Aviva Endean
Moths & Stars



So much experimental sound art can go one of two ways: things end up gloriously, with the listener swept away to an unknown land full of intrigue and delight, or – and this happens more often than not – everything falls apart, leaving you with nothing but painfully self-obsessed nonsense. It can often feel like there really is no middle ground.

Thankfully, Aviva Endean has proven time and time again that she is an expert of the aural adventure. Moths & Stars, her second solo album, masterfully walks the tightrope between indulgence and weirdness, resulting in a suite of deeply effective soundscapes that trouble and excite in equal measure. 

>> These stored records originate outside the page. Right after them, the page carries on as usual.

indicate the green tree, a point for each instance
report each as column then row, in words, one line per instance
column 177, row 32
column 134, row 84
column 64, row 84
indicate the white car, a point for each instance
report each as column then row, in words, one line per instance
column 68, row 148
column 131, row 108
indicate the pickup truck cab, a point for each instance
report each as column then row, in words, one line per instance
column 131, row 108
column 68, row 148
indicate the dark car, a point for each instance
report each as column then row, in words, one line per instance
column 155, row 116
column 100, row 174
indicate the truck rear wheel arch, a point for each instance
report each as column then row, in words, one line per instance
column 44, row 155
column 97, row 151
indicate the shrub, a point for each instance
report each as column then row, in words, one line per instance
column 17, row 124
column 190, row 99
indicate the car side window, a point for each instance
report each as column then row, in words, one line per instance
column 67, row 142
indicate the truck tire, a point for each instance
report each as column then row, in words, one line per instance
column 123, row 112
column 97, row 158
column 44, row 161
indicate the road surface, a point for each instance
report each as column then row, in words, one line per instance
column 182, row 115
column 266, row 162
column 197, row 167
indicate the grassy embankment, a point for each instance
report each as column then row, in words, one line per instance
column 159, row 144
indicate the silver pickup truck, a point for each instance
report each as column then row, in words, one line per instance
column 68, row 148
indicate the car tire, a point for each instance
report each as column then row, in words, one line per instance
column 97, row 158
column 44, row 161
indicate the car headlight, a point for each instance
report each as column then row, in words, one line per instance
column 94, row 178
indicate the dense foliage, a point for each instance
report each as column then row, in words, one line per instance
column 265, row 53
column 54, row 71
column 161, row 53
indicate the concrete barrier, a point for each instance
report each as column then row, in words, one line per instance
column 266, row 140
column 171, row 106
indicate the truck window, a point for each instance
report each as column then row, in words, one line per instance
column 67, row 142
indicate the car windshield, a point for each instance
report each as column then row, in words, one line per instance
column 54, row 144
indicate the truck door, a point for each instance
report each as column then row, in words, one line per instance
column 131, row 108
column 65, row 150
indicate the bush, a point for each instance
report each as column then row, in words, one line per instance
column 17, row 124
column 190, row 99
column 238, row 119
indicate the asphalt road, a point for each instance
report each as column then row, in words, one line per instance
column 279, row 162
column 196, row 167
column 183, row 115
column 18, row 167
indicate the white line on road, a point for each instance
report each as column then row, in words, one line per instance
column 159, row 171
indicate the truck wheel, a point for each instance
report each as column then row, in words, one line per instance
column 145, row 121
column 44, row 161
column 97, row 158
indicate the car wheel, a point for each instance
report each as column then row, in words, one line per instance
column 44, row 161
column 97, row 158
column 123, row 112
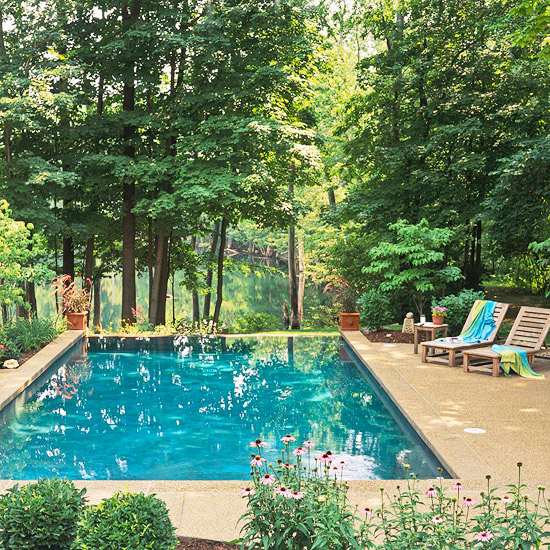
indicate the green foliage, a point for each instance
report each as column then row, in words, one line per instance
column 376, row 309
column 412, row 261
column 458, row 306
column 126, row 520
column 307, row 507
column 40, row 516
column 254, row 322
column 22, row 254
column 24, row 335
column 300, row 509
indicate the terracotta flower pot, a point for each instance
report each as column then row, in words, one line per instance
column 77, row 321
column 437, row 319
column 349, row 321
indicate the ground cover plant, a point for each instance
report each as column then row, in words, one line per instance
column 22, row 336
column 40, row 516
column 301, row 502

The album masterfully melds together disparate sounds to create an unnerving feeling of dread. The heavy pipe breathing of opener ‘Between Islands’ creaks into life like an ancient spacecraft. The track is equal parts robotic and mystical, each mechanical whirr pushing you further and further into the abyss. Meanwhile, the sweeping murmurs of ‘Nightwork’ slowly transform from calming waves to something almost wasp-like, luring the listener in with a false sense of security before dumping them into the deepest, darkest unknown. 

This trick is repeated throughout. As soon as the listener finds solace in the soundscape, everything is turned on its head. The comforting hums of ‘Moths & Stars’ and ‘Same River, Twice’ slowly develop into ear-ringing terror with the click of a finger, reminding you that, in the world of Aviva Endean, you’re never far from danger.